More specifically, lyrics were in relative abundance, but it was clear Spiritualized, back in North Texas for its first show here in four years, wasn't interested in routine stage banter. Singer-songwriter Jason Pierce, who has anchored the acclaimed British rock band for more than two decades, kept his sunglasses on, his back more or less to the audience, and the songs flowing freely throughout the frequently hypnotizing two-hour set. The stage set-up was fairly spartan as well: eight naked lightbulbs, affixed to various mic stands, as video projections splashed across the performers and the Granada's screens.
Spiritualized's catalog walks a tightrope between spirituality and psychedelia (the more enlightened among us might question just how far apart those are to begin with), smearing gospel on its acid-tinged grooves or spiking galactic instrumentals with bits of organ, thieved from the front of a rundown church.
Pulling from all phases of Spiritualized's compact career (seven albums in roughly 20 years), including the just-released Sweet Heart Sweet Light, Pierce and his collaborators -- five bandmates, two back-up singers -- delivered muscular readings of fresh favorites like the nearly nine-minute opener Hey Jane and signature singles like Ladies and Gentlemen We Are Floating in Space (which provided a late high point, not unlike slipping into a warm bath).
And while Pierce did offer up lyrics, they are secondary to the sensations of sound. Much like My Bloody Valentine or the Jesus and Mary Chain, Spiritualized puts a premium on sonic chaos resolving itself into heartbreaking moments of melodic clarity. Surging guitars, crashing drums, trickling keyboards; faint, almost ghostly backing vocals floating above it all. Off to the right side of the stage, facing his band, Pierce stands, an enigmatic figure, checking the music stand before him, imperceptibly conducting the squall.
In a way, words were almost beside the point. Spiritualized knew where it was going, and the half-full room was willing to go wherever Pierce wanted to take them. And given the speechless looks many audience members bore as the set drew to a close, it seemed finding the right way to describe this mesmerizing experience would be difficult indeed.
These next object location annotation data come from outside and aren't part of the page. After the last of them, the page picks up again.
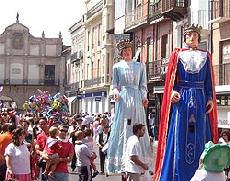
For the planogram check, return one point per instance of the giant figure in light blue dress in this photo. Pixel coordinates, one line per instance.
(129, 80)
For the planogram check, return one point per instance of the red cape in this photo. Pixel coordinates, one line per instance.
(165, 110)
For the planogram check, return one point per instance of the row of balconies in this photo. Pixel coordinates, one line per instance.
(176, 10)
(156, 71)
(46, 82)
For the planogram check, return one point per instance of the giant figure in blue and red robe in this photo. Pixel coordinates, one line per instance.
(188, 113)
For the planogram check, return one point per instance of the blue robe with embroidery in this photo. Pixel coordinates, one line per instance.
(189, 126)
(129, 79)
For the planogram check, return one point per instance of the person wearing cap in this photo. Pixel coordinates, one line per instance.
(130, 95)
(188, 112)
(213, 161)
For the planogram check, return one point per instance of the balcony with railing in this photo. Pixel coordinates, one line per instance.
(76, 57)
(95, 9)
(220, 11)
(201, 18)
(174, 9)
(157, 70)
(137, 17)
(155, 11)
(222, 74)
(72, 87)
(93, 82)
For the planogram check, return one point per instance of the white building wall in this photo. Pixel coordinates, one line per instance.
(119, 16)
(2, 72)
(199, 12)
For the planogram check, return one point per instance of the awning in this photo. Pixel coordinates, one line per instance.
(71, 99)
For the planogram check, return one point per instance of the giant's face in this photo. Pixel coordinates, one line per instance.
(127, 53)
(192, 39)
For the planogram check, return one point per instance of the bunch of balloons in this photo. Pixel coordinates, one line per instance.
(43, 102)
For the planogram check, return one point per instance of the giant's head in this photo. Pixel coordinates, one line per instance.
(192, 35)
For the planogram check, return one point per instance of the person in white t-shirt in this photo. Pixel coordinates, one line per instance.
(134, 165)
(18, 157)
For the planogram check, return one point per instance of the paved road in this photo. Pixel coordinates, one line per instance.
(74, 176)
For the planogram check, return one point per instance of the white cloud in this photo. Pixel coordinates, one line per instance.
(52, 16)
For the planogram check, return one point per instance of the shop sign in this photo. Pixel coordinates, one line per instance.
(97, 98)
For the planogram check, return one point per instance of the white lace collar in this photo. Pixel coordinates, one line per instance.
(193, 60)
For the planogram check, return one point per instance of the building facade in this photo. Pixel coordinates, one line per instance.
(74, 67)
(28, 63)
(98, 51)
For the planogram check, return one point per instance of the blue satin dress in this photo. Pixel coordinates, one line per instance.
(189, 126)
(130, 79)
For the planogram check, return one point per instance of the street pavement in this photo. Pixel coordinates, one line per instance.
(74, 176)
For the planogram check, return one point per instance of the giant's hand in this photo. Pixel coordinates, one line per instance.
(175, 97)
(145, 103)
(116, 96)
(209, 106)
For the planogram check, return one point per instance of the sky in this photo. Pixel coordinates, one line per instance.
(50, 16)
Opener Nikki Lane seemed, at first glance, to be almost diametrically opposed to Spiritualized's brand of astral soundscapes, but turned out to be an ideal preface. Backed by some freshly acquired pedal steel, the endearing Lane ran through a 30-minute set heavy on lonesome, weary country and folk tunes. Full of dark undertones and mournful sentiments conveyed with a cigarettes-and-honey alto, it was an alluring auditory appetizer, priming the crowd for the dense excursions to come.